Many of the hundreds of miners who traveled into the Skagit and Stehekin valleys stayed on after their dreams were shattered. As the miners moved farther into the wilderness, they built bridges, tunnels, cabins and wagon roads. The construction of a miner's trail along the north bank of the Skagit River required dynamiting a ledge out of sheer canyon walls and building suspension bridges over open gorges. The Goat Trail had one particularly dangerous section known as the Devil's Corner, where a hanging bridge made of split logs traversed a narrow ledge. Roads were built up the Cascade River and along the Stehekin River from Bridge Creek to what is now Cottonwood Camp and beyond to Horseshoe Basin. Each winter, avalanches and flooding in the high country damaged the Stehekin road.

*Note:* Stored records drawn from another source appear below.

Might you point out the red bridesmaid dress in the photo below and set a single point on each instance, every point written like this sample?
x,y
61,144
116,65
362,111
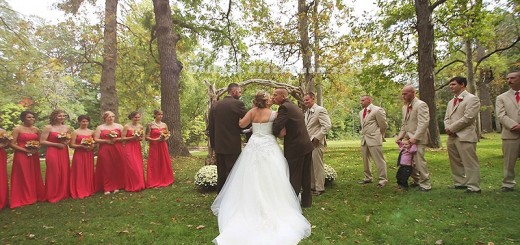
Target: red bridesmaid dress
x,y
159,171
57,172
26,176
109,173
134,173
82,171
4,191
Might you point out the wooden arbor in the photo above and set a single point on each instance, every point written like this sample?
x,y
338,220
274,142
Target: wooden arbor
x,y
215,94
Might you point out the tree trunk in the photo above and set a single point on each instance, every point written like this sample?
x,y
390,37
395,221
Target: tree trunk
x,y
170,69
303,30
486,105
108,99
426,65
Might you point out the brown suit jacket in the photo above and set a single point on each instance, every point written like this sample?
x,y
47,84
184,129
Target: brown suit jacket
x,y
224,132
297,141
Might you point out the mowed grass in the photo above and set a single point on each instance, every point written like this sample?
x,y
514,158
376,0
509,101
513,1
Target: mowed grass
x,y
348,213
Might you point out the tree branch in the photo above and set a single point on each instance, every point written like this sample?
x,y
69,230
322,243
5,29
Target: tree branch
x,y
435,4
497,50
445,66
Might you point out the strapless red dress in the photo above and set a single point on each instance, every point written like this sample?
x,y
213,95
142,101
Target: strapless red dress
x,y
26,176
110,174
57,172
134,173
4,190
159,171
82,171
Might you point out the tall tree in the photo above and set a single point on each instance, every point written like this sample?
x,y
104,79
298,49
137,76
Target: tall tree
x,y
108,99
426,63
170,68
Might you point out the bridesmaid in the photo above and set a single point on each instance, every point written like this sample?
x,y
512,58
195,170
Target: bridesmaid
x,y
26,176
56,137
82,171
132,136
109,172
159,171
4,190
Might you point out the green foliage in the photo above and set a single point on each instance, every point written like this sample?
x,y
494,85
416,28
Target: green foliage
x,y
347,213
10,115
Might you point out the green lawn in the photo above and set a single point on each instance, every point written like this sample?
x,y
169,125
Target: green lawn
x,y
347,213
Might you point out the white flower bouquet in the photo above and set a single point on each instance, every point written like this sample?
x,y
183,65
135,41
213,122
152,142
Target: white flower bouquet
x,y
206,178
330,173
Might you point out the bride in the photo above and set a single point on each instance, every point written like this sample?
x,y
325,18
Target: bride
x,y
257,205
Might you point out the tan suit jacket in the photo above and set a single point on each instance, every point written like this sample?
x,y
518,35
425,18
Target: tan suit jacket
x,y
415,123
461,119
508,113
373,126
318,123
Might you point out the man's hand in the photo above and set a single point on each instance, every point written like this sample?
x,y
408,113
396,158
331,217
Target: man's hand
x,y
315,142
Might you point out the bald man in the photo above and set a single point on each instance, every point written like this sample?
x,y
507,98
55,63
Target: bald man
x,y
297,145
416,116
373,127
508,113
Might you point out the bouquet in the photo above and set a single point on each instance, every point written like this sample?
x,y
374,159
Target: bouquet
x,y
206,178
64,136
138,133
87,141
32,145
165,133
5,137
112,134
330,174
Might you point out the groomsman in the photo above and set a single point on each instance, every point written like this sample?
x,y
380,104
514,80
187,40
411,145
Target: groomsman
x,y
416,117
224,132
373,127
459,124
508,113
318,124
297,147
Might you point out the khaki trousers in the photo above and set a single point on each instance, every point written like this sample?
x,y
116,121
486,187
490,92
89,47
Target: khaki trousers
x,y
510,150
465,168
376,153
420,173
318,171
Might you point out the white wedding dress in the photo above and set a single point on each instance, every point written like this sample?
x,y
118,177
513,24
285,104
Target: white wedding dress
x,y
257,205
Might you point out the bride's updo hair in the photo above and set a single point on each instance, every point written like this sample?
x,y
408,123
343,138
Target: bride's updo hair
x,y
261,99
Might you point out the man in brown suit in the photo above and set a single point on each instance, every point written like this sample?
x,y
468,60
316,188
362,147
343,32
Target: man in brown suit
x,y
224,132
416,116
373,127
297,146
508,113
459,124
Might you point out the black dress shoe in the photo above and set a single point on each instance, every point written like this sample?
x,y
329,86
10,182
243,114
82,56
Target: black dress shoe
x,y
458,187
414,185
470,191
317,193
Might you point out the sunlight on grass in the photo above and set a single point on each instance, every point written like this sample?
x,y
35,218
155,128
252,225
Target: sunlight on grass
x,y
347,213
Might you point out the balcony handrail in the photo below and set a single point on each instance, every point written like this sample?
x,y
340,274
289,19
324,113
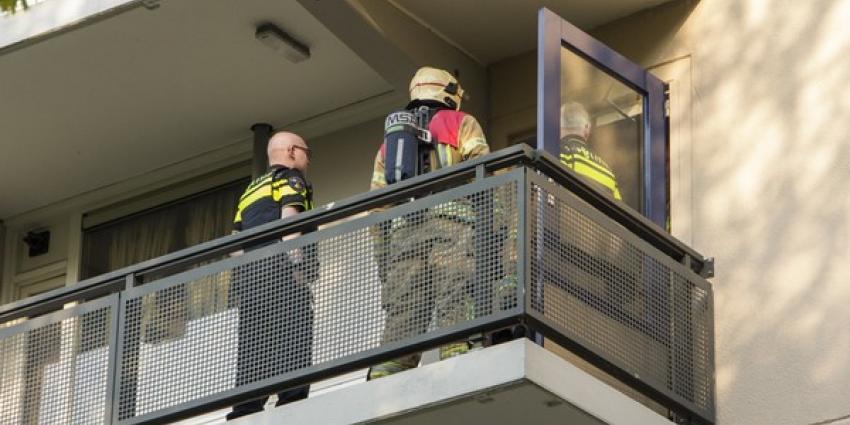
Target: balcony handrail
x,y
504,158
619,271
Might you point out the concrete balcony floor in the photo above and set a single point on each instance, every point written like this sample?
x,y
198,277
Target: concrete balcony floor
x,y
513,383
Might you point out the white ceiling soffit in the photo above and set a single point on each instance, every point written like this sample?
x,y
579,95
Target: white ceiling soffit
x,y
146,88
491,30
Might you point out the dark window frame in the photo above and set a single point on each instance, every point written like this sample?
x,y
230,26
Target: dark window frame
x,y
555,33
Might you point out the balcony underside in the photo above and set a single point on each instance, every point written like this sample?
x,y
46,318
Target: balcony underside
x,y
512,383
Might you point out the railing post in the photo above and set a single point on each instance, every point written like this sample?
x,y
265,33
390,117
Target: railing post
x,y
112,380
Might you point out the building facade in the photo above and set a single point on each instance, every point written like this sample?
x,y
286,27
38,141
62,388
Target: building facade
x,y
120,117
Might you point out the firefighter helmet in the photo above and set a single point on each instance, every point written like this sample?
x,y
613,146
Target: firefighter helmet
x,y
436,84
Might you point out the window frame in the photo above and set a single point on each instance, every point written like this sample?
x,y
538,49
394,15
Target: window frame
x,y
555,33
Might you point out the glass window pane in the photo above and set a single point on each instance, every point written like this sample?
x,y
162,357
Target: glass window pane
x,y
160,230
604,116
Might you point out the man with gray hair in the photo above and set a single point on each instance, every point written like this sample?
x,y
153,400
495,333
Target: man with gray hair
x,y
577,156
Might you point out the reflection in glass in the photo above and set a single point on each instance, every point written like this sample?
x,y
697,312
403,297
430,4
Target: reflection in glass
x,y
601,128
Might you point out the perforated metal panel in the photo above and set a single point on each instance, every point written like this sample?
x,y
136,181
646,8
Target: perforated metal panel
x,y
56,367
620,298
355,288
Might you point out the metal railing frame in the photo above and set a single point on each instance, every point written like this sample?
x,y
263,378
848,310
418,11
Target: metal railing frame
x,y
433,188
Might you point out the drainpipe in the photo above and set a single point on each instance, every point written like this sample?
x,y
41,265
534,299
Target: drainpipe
x,y
260,159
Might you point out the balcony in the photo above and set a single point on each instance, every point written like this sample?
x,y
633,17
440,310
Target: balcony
x,y
540,250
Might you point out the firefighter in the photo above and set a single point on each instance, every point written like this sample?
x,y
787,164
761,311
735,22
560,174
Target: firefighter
x,y
425,260
577,156
273,295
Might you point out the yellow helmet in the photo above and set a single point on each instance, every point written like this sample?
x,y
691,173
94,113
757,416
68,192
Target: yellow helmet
x,y
436,84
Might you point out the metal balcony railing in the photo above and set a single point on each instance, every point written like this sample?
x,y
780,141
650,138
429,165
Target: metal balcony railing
x,y
508,239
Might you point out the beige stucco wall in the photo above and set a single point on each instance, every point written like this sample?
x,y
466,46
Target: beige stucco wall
x,y
341,163
771,158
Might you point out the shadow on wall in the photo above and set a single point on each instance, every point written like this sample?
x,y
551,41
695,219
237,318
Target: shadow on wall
x,y
772,162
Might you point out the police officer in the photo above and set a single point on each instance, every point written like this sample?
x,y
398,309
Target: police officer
x,y
577,156
273,295
425,260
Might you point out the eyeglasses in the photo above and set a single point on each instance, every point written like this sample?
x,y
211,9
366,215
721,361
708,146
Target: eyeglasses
x,y
305,149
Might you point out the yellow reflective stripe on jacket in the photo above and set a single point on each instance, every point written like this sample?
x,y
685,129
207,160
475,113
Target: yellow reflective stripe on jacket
x,y
594,171
254,196
281,188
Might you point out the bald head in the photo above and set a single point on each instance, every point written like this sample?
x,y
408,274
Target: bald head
x,y
575,120
288,149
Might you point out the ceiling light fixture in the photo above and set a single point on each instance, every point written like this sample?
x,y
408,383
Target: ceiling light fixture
x,y
283,43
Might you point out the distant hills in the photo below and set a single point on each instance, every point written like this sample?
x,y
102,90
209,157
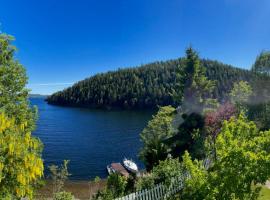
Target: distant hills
x,y
146,86
37,96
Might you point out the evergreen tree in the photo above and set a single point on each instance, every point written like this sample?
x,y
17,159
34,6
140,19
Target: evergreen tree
x,y
21,165
262,63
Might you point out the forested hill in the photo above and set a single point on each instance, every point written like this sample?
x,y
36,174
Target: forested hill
x,y
143,87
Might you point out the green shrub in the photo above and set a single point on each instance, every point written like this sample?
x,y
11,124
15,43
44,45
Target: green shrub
x,y
63,196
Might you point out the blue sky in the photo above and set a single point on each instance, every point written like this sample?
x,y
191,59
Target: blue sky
x,y
63,41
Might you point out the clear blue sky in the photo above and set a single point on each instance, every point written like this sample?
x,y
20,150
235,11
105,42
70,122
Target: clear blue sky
x,y
63,41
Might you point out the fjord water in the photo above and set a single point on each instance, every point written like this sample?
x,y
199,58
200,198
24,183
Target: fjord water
x,y
90,138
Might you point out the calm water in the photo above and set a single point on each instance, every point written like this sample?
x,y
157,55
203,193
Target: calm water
x,y
90,139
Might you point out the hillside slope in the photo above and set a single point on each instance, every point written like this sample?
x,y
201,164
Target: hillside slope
x,y
143,87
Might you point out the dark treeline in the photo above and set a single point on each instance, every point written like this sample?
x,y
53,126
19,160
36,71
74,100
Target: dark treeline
x,y
146,86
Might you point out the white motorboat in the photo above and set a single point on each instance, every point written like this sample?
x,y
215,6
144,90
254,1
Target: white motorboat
x,y
110,169
130,165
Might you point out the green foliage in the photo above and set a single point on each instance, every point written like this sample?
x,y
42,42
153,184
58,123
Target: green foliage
x,y
20,162
190,136
148,86
166,170
14,96
145,182
63,196
197,87
117,184
116,187
240,95
153,136
262,63
242,162
59,175
21,166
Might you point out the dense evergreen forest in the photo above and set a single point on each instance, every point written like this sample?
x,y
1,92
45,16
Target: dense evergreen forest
x,y
146,86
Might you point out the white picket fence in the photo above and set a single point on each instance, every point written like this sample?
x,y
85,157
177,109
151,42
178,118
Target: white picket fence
x,y
159,192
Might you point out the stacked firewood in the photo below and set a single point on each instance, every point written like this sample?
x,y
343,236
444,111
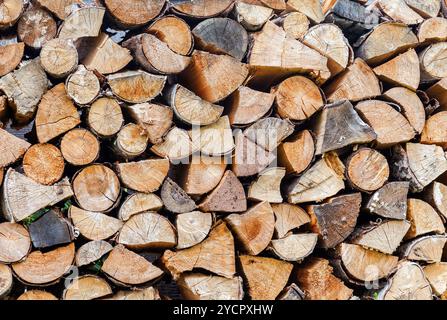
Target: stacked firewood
x,y
223,149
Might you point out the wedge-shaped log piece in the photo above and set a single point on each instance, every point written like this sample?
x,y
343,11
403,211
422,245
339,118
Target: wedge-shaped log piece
x,y
24,88
364,264
139,203
390,125
402,70
265,277
129,268
254,228
428,249
197,286
56,114
147,231
15,242
45,268
357,82
385,41
22,196
192,109
274,54
144,176
155,118
136,86
94,225
318,282
323,180
419,164
192,228
228,196
335,220
424,219
213,77
338,126
385,236
91,252
215,254
408,283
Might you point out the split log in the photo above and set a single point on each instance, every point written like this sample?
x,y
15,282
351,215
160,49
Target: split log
x,y
318,282
323,180
248,105
428,249
408,283
136,13
366,265
175,199
418,163
215,254
411,106
294,247
192,109
80,147
265,277
267,186
390,125
15,242
105,117
202,175
144,176
56,114
131,141
155,55
357,82
228,196
329,40
24,88
96,188
11,148
221,36
296,154
138,203
36,27
83,86
147,231
156,119
136,86
433,132
402,70
126,267
386,41
94,225
81,23
196,286
44,163
105,56
297,98
367,170
254,228
385,236
175,32
86,287
192,228
22,196
43,269
335,220
213,77
288,217
91,252
338,126
424,219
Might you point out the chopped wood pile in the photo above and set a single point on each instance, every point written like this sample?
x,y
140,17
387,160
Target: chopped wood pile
x,y
223,149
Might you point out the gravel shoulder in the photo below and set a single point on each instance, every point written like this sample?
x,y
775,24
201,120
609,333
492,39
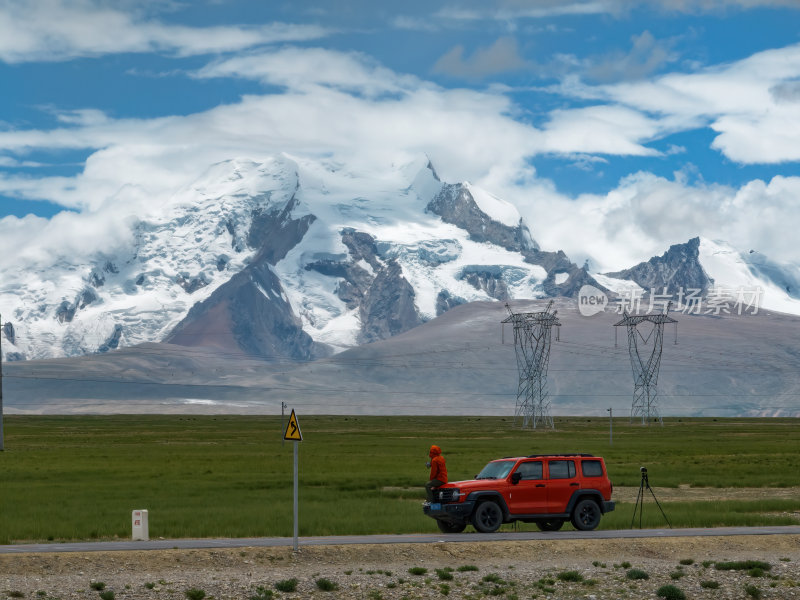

The many glacier-fed streams and rivers of the North Cascades have always been recognized as an important resource. The rivers provided the earliest pathways into the mountains, though these tumultuous waters have also hindered travel at times. The Davis family at their homestead at Cedar Bar constructed the first power plant on the Skagit River in the 1920s. Their small water wheel was powered by the nearby waters of Stetattle Creek. Similar Pelton wheels were used to produce electric power along Thunder Creek and the Stehekin River. Many homes in Stehekin eventually had their own pelton wheels until the power plant on Company Creek was built in 1960. It still generates power today using a pelton wheel along with diesel generators.
Between 1925 and 1926, the waters of Lake Chelan were raised 21 feet by a hydroelectric dam which was built down in Chelan. The additional water would have flooded many buildings like the Field Hotel so they were dismantled or moved. Construction of major hydroelectric development of the Skagit River began in 1918, when Seattle City Light was issued permits to begin construction of three dams along the river. Seattle City Light eventually built a railroad up the Skagit Valley to its company towns of Newhalem and Diablo. A diversionary dam at Gorge Creek was completed in 1924, and Diablo Dam - at that time the highest dam in the world - in 1930. Ross Dam, dedicated in 1940, was raised in 1949 to 540 feet, making it the highest of the three dams providing power to the city of Seattle. Visible from State Route 20 between Newhalem and Diablo, the present Gorge Dam was completed in 1961.
It was not until 1972, with the completion of the North Cascades Highway (State Route 20) across Rainy and Washington passes, that a modern road traversed the North Cascades. Construction of this highway, which follows the Skagit River to Ruby Creek, then veers to cross Rainy and Washington Passes, followed earlier exploration of possible routes - routes through the Picket Range and over Cascade Pass were surveyed and considered. The North Cascades Highway is passable only during the warm season.